Frédérique ROLET
Secrétaire Générale du SNES-FSU
à
Monsieur Jean-Michel BLANQUER
Ministre de l’Éducation Nationale

Monsieur le Ministre,
Nous souhaitons vous faire part de nos inquiétudes tant sur le fond que sur la façon dont se déroulent les discussions sur la réforme du lycée et du baccalauréat. Nous sommes favorables à un travail sur l’évolution de l’organisation de la scolarité au lycée et sur les épreuves du baccalauréat afin de construire une culture commune pour tous les lycéens en même temps que l’accès à des spécialisations favorisant les poursuites d’études ; mais cet objectif requiert tout d’abord quelques précautions en matière de méthode.

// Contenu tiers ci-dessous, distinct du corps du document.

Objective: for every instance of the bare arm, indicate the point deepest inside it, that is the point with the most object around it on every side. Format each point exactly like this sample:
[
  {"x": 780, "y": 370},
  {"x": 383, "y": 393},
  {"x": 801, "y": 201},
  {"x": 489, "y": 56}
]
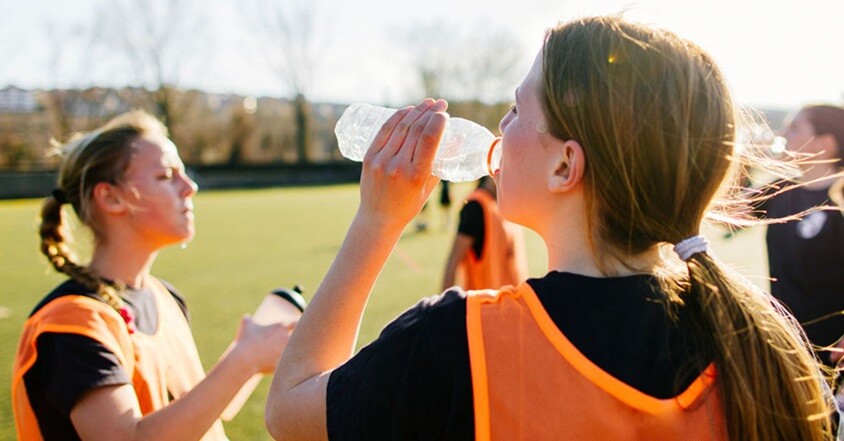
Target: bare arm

Nul ne peut raisonnablement penser produire des programmes fructueux pour le lycée ni réformer l’organisation de ce dernier dans un temps aussi contraint que celui prévu. En outre la conception du baccalauréat est dépendante de la façon dont s’organise la scolarité au lycée et de ce qu’on souhaite évaluer ; l’annonce prématurée d’une réforme du baccalauréat induit de fait une conception du lycée
et réduit fortement le périmètre et le poids des discussions sur ce dernier point.
Concernant le baccalauréat ,nous regrettons que nos propositions sur une réflexion touchant aux épreuves (durée, modalités, coefficients…) n’aient pas donné lieu à un travail véritable.
Nous persistons à penser que l’organisation prévue produirait de nombreux effets négatifs, en augmentant le temps consacré aux évaluations au détriment des apprentissages, en imposant une organisation lourde et chronophage aux établissements sans pour autant rendre plus lisible et plus
simple le baccalauréat. De plus, elle fragiliserait grandement le caractère national de ce dernier, élément fondamental auquel nous sommes très attachés pour des raison de justice sociale.
Sur le lycée, sujet sur lequel se concentrent désormais les discussions, nous mettons en garde contre tout projet qui aggraverait une situation déjà très insatisfaisante. La réforme de 2010 a eu des effets négatifs sur les enseignements, en réduisant certaines disciplines à un enseignement d’exploration, en
multipliant les contrôles en cours de formation, en introduisant une forme de concurrence entre les disciplines par l’absence de cadrage des dédoublements de classes et accompagnement qui se révèle souvent inopérant quand il est déconnecté des enseignements. Il ne s’agirait en aucun cas de fragiliser encore des apprentissages; les disciplines ont besoin de temps pour que les élèves s’approprient la méthodologie propre à chacune et entrent dans les contenus.
A ce titre, nous sommes opposés à toute semestrialisation des enseignements qui ne ferait que morceler les savoirs sans permettre d’acquisition solide.
Quant à l’organisation sous forme de parcours modulaires, elle renverrait à chaque élève la responsabilité de son parcours, alors qu’on sait que jouent à plein dans ce cas un certain nombre de déterminismes (sociaux, genrés …) qui amènent les uns à faire les choix les plus valorisés tandis que d’autres se fermeront des portes. En outre, une spécialisation précoce fondée sur un petit nombre de disciplines imposerait aux lycéens d’avoir très tôt défini leur future orientation et affaiblirait l’acquisition d’une culture commune.
C’est pourquoi nous considérons que la structuration en séries et en voies permet au mieux une formation cohérente et équilibrée. Bien entendu, celles-ci demanderaient à être revisitées dans les contenus de formation afin de combattre la hiérarchisation implicite qui s’est installée entre elles, permettre davantage de passerelles. Cela suppose également une carte des formations dans les Académies qui permette une offre équilibrée dans toutes les séries des lycées généraux, technologiques et professionnels.
Nous attirons enfin votre attention sur le danger qu’il y aurait à ne pas garder en tant que telle la voie technologique dans laquelle les disciplines générales participent de l’acquisition de la culture technologique. Ne plus penser ensemble les programmes propres des enseignements de cette voie ne ferait qu’affaiblir cette dernière au détriment d’une partie des jeunes pour lesquels c’est un facteur de
réussite.
Nous avons fait des propositions sur l’ensemble de ces sujets et sommes prêts à en discuter si les objectifs de la réforme et le calendrier permettent d’avancer vers un lycée répondant au besoin de créer du commun tout en permettant une spécialisation progressive.

Veuillez croire, Monsieur le ministre, en notre profond attachement au service public d’éducation.